Augsburger GenerativBibel Neues Testament · Urtextnah · mittel · Lesefluss

1 · Urtextnah 2 · mittel 3 · Lesefluss
Kapitel 1 / 16

Sprüche 3

Augsburger GenerativBibel Lesefluss

1Mein Sohn, vergiss nicht, was ich dich gelehrt habe, und bewahre meine Gebote tief in deinem Herzen.

2Denn sie schenken dir ein langes Leben, viele Jahre und dazu Frieden.

3Güte und Treue sollen dich nie verlassen. Binde sie dir um den Hals, schreib sie tief in dein Herz.

4So wirst du Anerkennung finden und guten Ruf bei Gott und bei den Menschen.

5Vertrau dem HERRN von ganzem Herzen und verlass dich nicht auf deinen eigenen Verstand.

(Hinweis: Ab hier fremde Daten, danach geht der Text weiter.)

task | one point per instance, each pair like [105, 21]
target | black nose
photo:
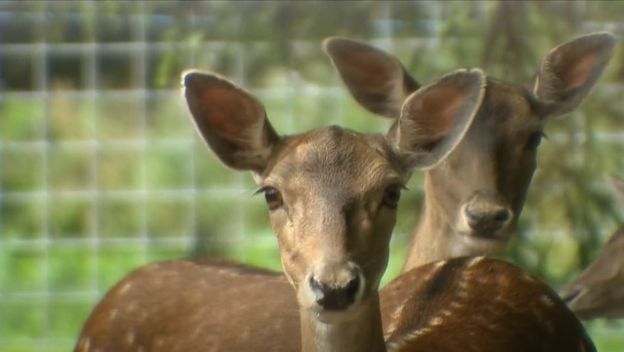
[487, 218]
[335, 297]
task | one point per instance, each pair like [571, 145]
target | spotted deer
[332, 195]
[473, 198]
[598, 292]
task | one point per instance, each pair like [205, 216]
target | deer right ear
[435, 118]
[570, 70]
[232, 121]
[376, 79]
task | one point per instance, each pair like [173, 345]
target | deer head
[332, 193]
[599, 290]
[473, 198]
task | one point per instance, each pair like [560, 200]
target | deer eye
[391, 196]
[534, 140]
[272, 196]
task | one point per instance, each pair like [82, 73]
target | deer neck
[362, 333]
[433, 237]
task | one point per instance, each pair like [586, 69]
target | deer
[472, 199]
[598, 291]
[332, 195]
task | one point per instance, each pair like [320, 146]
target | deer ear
[569, 71]
[435, 118]
[230, 120]
[376, 79]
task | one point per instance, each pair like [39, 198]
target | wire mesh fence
[101, 170]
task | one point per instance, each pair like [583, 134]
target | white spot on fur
[436, 321]
[159, 342]
[474, 261]
[112, 314]
[84, 344]
[528, 278]
[130, 338]
[124, 288]
[547, 300]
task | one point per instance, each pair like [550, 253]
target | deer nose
[487, 213]
[332, 297]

6Denk bei allem, was du tust, an ihn, dann macht er deine Wege gerade.

7Halt dich nicht selbst für so klug. Hab Ehrfurcht vor dem HERRN und meide das Böse.

8Das wird deinen Körper gesund machen und dir bis in die Knochen guttun.

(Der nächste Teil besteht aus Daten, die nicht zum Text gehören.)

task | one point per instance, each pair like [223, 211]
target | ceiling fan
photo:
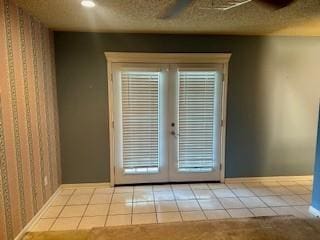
[179, 5]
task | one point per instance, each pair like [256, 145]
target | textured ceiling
[300, 18]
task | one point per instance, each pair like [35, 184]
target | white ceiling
[300, 18]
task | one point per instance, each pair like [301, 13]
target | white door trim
[221, 59]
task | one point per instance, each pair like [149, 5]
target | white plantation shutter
[140, 121]
[196, 119]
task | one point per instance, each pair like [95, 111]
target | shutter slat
[140, 120]
[196, 121]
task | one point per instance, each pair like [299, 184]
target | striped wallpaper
[29, 139]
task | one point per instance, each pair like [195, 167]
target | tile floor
[84, 208]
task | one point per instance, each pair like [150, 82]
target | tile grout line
[107, 217]
[84, 212]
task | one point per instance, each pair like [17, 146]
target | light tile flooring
[84, 208]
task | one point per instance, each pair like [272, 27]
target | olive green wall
[273, 96]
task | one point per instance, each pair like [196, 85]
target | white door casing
[169, 65]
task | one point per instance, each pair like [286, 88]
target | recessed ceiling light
[88, 3]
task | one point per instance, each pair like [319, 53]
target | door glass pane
[140, 121]
[197, 121]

9Ehre den HERRN mit dem, was du besitzt, und gib ihm das Beste von allem, was du erntest.

10Dann werden deine Scheunen voll sein und deine Fässer vom neuen Wein überlaufen.

11Mein Sohn, lehn die Erziehung des HERRN nicht ab, und sei nicht verärgert, wenn er dich zurechtweist.

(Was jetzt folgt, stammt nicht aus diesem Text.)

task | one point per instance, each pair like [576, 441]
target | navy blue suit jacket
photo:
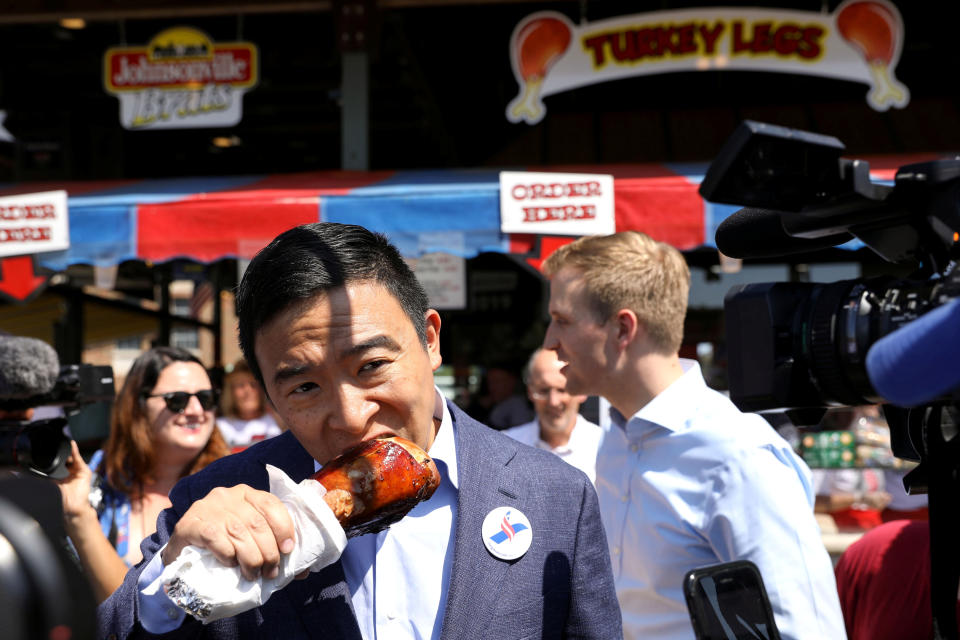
[561, 588]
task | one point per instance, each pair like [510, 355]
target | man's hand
[241, 526]
[75, 489]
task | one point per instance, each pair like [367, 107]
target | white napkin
[197, 582]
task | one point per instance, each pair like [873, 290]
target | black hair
[311, 259]
[147, 367]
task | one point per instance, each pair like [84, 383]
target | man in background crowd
[684, 479]
[558, 426]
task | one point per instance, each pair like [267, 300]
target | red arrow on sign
[17, 277]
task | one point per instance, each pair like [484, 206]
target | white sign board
[34, 223]
[444, 277]
[560, 204]
[860, 41]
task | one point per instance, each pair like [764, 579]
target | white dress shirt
[398, 577]
[690, 481]
[580, 450]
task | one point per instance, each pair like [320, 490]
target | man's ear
[627, 326]
[433, 339]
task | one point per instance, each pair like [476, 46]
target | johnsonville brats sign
[181, 79]
[860, 42]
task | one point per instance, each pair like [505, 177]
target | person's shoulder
[714, 417]
[521, 456]
[245, 467]
[525, 433]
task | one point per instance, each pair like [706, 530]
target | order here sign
[34, 223]
[565, 204]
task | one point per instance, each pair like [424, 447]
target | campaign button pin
[507, 533]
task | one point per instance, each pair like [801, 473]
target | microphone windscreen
[28, 367]
[918, 362]
[758, 233]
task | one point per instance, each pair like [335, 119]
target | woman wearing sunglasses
[162, 428]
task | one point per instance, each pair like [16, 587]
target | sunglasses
[177, 401]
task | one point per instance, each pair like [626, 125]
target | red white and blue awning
[454, 211]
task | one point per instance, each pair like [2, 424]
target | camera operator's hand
[241, 526]
[75, 490]
[876, 499]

12Denn der HERR weist gerade den zurecht, den er liebt, so wie ein Vater den Sohn, den er gernhat.

13Glücklich ist, wer Weisheit gefunden hat, und wer zu echter Einsicht gelangt.

14Denn sie einzuhandeln ist mehr wert als Silber, und was sie einbringt, ist besser als Gold.

15Sie ist kostbarer als Edelsteine, nichts, was du dir wünschst, reicht an sie heran.

16In ihrer rechten Hand hält sie ein langes Leben, in ihrer linken Reichtum und Ansehen.

17Ihre Wege führen ins Glück, und alle ihre Pfade bringen Frieden.

18Sie ist ein Baum des Lebens für alle, die nach ihr greifen. Wer sie festhält, ist glücklich zu nennen.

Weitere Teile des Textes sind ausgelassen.